If $H$ then $X \sim U(a,b)$ with expectation and variance $E(X_H)$ and $Var(X_H)$.
If $T$ then $X \sim Exp(\lambda)$ with expectation and variance $E(X_T)$ and $Var(X_T)$.
The expectation and variance of X is then:
\begin{equation} \begin{aligned} E(X) =& \quad p*E(X_H) + (1-p)*E(X_T) \\ \text{and} \\ Var(X)=& \quad E(X^2) - E(X)^2 \\ =& \quad p*E(X_H)^2 + (1-p)*E(X_T)^2 - E(X)^2 \\ \end{aligned} \end{equation}
Your formulae are correct. Here is a proof.

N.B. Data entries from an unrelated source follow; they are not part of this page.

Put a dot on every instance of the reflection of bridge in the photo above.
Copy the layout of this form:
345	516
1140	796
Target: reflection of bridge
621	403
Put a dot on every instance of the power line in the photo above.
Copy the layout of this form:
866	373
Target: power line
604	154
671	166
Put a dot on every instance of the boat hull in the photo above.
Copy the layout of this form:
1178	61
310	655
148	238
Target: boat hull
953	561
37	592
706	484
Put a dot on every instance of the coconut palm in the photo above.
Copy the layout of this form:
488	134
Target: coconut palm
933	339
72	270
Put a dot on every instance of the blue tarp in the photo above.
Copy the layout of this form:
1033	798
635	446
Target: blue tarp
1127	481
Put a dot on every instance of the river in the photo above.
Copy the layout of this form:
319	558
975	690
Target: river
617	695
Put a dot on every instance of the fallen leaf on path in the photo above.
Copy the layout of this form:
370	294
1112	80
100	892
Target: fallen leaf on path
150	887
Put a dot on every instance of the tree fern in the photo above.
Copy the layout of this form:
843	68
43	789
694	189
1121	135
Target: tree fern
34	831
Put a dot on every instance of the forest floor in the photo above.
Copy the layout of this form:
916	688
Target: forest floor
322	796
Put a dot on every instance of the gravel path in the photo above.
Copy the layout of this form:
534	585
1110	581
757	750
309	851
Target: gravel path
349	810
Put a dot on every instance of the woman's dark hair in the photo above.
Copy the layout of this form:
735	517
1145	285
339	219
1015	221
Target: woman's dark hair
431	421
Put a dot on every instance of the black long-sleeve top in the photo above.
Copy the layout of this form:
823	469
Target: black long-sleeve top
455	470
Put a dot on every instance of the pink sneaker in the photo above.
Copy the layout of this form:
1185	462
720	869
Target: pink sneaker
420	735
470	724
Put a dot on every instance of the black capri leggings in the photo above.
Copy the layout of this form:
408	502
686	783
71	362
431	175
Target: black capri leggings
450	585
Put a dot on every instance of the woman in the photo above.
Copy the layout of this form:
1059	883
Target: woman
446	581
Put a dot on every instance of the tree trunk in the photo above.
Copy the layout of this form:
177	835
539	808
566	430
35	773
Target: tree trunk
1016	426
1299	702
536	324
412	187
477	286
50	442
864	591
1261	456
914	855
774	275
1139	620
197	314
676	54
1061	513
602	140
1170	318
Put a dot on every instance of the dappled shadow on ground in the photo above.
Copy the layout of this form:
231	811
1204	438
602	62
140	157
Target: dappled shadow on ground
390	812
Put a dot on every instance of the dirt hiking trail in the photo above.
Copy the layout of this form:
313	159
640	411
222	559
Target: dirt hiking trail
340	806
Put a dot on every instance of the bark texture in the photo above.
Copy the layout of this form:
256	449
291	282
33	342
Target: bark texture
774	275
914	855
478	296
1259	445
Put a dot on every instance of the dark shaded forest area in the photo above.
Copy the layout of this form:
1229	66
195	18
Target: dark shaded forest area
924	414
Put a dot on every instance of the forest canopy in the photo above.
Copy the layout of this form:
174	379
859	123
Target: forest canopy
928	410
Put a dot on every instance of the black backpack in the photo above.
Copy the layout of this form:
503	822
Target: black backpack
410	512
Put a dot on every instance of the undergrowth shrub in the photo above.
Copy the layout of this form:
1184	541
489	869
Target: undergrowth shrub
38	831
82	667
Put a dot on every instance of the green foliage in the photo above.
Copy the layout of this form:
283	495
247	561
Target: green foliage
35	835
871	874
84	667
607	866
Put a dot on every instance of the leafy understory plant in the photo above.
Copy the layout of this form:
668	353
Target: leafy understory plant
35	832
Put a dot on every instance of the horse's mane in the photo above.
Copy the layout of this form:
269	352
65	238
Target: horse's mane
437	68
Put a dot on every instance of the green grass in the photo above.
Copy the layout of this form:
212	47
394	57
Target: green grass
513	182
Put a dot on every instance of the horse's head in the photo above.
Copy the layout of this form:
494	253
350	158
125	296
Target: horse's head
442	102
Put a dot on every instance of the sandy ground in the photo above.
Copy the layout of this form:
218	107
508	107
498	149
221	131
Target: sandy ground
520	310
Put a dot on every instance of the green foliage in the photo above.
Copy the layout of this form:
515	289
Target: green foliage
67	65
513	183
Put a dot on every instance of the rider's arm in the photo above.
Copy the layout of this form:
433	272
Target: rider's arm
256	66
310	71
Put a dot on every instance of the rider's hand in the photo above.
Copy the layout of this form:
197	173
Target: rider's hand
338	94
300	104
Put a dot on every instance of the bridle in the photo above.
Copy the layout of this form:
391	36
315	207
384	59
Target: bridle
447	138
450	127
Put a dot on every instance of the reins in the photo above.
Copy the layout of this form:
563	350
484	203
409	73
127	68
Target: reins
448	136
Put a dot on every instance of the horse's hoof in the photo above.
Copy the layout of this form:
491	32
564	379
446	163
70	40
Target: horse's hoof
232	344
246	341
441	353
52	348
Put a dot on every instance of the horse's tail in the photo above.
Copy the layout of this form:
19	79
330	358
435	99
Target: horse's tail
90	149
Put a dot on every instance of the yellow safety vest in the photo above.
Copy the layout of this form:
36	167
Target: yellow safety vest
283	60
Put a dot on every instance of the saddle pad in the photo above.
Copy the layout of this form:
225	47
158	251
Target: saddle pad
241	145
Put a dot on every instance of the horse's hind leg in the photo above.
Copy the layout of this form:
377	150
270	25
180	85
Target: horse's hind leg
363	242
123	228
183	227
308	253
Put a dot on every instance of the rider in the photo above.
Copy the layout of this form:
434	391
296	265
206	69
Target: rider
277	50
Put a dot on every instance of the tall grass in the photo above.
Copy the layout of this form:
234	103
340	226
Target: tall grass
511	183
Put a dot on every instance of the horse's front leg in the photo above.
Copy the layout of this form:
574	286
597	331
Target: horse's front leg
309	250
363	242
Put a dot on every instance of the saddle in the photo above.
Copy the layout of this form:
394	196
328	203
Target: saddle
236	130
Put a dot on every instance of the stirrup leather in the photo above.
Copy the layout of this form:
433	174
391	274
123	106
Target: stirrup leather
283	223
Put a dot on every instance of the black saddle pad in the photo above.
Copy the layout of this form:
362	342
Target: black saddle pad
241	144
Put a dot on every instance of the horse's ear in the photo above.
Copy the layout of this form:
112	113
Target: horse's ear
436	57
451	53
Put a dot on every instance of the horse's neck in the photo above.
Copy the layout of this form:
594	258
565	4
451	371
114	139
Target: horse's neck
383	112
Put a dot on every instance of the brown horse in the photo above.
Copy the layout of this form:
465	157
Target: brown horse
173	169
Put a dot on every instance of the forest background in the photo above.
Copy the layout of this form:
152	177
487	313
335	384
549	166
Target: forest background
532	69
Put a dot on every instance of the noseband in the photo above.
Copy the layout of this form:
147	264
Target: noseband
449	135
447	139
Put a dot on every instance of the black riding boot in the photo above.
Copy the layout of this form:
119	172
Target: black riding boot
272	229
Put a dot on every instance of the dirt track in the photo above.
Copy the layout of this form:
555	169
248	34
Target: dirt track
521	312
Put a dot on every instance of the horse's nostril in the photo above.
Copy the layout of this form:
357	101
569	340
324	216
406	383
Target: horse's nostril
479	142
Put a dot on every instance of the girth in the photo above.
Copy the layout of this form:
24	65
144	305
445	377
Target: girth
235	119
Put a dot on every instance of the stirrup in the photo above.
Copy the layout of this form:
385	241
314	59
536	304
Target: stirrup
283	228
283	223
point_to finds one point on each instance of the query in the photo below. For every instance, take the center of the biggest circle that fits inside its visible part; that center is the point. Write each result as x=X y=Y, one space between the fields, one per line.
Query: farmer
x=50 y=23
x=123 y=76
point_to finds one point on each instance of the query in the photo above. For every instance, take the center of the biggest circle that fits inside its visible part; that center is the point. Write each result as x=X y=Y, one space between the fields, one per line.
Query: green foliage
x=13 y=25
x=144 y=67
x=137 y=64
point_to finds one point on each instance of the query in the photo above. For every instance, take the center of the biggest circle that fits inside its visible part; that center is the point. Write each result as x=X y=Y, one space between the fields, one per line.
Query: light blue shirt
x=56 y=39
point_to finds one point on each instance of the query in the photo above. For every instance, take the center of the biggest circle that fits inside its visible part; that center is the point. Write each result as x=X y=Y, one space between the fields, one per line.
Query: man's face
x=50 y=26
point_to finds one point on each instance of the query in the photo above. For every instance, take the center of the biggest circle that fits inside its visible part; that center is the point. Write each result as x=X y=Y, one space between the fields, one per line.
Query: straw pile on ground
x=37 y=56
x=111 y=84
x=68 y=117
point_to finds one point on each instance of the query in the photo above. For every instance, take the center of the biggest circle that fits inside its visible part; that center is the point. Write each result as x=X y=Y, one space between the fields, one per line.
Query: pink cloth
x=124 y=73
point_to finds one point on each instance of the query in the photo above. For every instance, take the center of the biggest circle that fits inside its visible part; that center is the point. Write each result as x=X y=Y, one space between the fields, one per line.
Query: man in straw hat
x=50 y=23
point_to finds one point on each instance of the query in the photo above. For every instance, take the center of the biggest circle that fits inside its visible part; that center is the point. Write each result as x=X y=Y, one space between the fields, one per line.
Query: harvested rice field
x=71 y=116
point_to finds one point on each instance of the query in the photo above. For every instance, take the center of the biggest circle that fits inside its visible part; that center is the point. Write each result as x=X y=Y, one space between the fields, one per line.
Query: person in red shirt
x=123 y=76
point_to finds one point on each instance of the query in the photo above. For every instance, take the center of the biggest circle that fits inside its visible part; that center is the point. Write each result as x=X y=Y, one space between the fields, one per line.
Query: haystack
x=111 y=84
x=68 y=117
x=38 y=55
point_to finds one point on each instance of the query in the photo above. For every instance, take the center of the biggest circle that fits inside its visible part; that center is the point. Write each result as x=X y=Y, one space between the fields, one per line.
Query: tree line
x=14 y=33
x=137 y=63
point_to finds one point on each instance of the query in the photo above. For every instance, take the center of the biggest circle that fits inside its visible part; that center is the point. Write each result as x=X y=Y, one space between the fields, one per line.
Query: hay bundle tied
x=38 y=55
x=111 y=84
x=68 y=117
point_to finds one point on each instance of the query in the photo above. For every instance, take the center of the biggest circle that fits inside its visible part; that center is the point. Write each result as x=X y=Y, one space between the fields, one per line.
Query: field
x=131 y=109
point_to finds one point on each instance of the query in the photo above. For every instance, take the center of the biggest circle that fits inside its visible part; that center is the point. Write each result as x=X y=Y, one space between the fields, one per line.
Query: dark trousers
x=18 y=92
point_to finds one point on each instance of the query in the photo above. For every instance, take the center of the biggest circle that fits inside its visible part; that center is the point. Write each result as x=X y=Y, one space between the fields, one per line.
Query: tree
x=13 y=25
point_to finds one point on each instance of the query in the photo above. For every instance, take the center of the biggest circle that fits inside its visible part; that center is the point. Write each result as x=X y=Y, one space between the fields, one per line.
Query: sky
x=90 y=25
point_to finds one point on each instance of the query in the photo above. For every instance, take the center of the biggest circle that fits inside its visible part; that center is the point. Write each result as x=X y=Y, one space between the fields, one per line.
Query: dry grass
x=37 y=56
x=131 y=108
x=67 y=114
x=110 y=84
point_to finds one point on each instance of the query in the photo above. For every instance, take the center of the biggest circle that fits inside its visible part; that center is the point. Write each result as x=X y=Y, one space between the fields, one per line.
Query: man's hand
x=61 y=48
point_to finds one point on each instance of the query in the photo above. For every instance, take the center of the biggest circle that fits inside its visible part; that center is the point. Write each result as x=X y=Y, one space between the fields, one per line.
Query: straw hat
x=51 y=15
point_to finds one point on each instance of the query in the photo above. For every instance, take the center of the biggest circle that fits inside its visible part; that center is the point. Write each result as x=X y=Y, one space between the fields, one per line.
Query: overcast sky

If we note $Y$ the result of the coin draw. Heads is denoted by $Y=1$, tails $Y=0$, and let $U \sim U(a,b)$,$Z \sim \exp(\lambda)$. Thus formally :
$$X=\mathbf 1_{Y=1}U+\mathbf 1_{Y=0}Z$$
Thus :
$$E(X)=E(\mathbf 1_{Y=1}U+\mathbf 1_{Y=0}Z)$$
$\mathbf 1_{Y=1}$ and $\mathbf 1_{Y=0}$ are independent of $U$ and $Z$, the outcome of the draw will chose if you look at $U$ or $Z$ but the value of these r.v. are not impacted. Thus by linearity :
$$E(X)=E(\mathbf 1_{Y=1})E(U)+E(\mathbf 1_{Y=0})E(Z)$$
Since $E(\mathbf 1_{Y=1}) =P(Y=1)=p$, we arrive at your formula. For the variance we can extend this reasoning.